If you want to deny people from installing on older devices, you can just set the target to iOS 7, meaning you need iOS 7 to install it. Doing that means it can only be installed on iPhone 4 and later, iPad 2 and later, and iPod Touch 5th gen and later.
Thanks for posting this, Josh! Really came at the exact right time for me as I work with our first production-worthy RubyMotion app.
Glad it was helpful to you. Tell me - do you build views in RubyMotion programmatically? If so, I suppose that -[UIViewController topLayoutGuide] would be useful, right?
Great post. I've been holding off on an update due to the navbar issue and not wanting to deal with it at the moment. Thank for the write up!
Yeah, that navbar issue killed my productivity for at least a day. Glad I finally found the topLayoutGuide property so I can align my views properly.
Posting's nice.

But, should we support users who don't even update iOS - which needs only one button tapping? Wishing them to search and install extra apps?

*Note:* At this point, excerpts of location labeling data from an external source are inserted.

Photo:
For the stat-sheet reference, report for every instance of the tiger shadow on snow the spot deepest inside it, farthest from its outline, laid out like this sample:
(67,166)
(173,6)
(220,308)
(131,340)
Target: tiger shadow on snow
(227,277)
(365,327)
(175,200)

Yeah, there really isn't that much excuse for all those people out there with a 4th generation iPod touch not to upgrade immediately given that Apple licenses Amazon's one-click purchase patent: they are just one button tap away from a 5th generation iPod touch, and then they can use iOS 7... that's pretty lazy ;P.
Since you're asking... Had I updated to iOS 7, every single animation on my phone would have become jaggy, and the camera would just take forever (instead of current 15 seconds) to load.

Oh wait, my iPhone 35s doesn't support iOS 7 at all (for these reasons). But I know people with iPhone 4 who don't upgrade because iOS 7 lags too much even on iPhone 4.

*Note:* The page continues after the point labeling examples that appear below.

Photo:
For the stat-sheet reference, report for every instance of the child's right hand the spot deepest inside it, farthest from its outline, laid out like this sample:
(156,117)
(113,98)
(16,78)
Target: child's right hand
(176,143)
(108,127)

Of course we gotta update our devices once in a while, but for those of us who don't live in the US and buy them unsubsidized, it costs some money. All I'm saying is, there are some reasons people won't upgrade right away even if they'd hell like to. Whether to support them for a while is up to you of course.

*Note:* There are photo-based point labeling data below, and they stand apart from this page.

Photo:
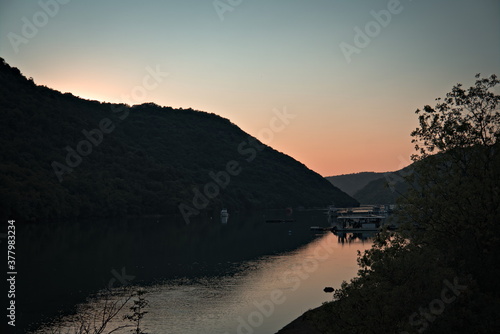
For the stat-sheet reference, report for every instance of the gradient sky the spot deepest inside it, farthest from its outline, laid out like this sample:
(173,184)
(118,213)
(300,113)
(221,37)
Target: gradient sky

edit: and there's this iPod Touch thing of course.

I noticed this with Evernote.

I am still on my iPhone4 with iOS6 and now, everytime I try and sync my phone with iTunes I get the pop up notice that Evernote will not be synced as it requires a new OS version.

I have 100 apps on my phone and that one is the only one that does this. Why on earth did the developers require iOS7 as minimum? What is wrong with supporting iOS6 seeing as iOS7 is still in its "1.0" and not even 4 weeks old?

I get that they wanted to include iOS7 as early as possible. Hell, every app basically did. But Evernote is the only one of my apps that now apparently refuses to work with anything <iOS7.

I guess I was lucky that I still had it on my phone cause otherwise, I would be left without the ability to install it now.

Good points about Evernote - I'm not sure what went into their decision to support iOS 7 only, but I'm sure they considered it.

"I guess I was lucky that I still had it on my phone cause otherwise, I would be left without the ability to install it now."

That's not entirely true any more - Apple is now allowing users to install the "last compatible version" of apps. More on that from Engadget: http://www.engadget.com/2013/09/17/apple-ios-last-compatible...

I'm not updating until iOS 7 has been properly jailbroken, which may take more than half a year.
Not really necessary - more than 90% users upgrade anyway.
Eventually, yes, most users upgrade. But Apple's stats showed about 6% of users still on iOS 5 a full year after iOS 6 was released. I'd imagine we'll see similar numbers with users going from iOS 6 to 7 - lots of them won't upgrade for a full year, and some will never upgrade. Mixpanel is currently showing 36% of users on iOS 6 - that's not an insignificant number. I'll be supporting iOS 6 for probably another year.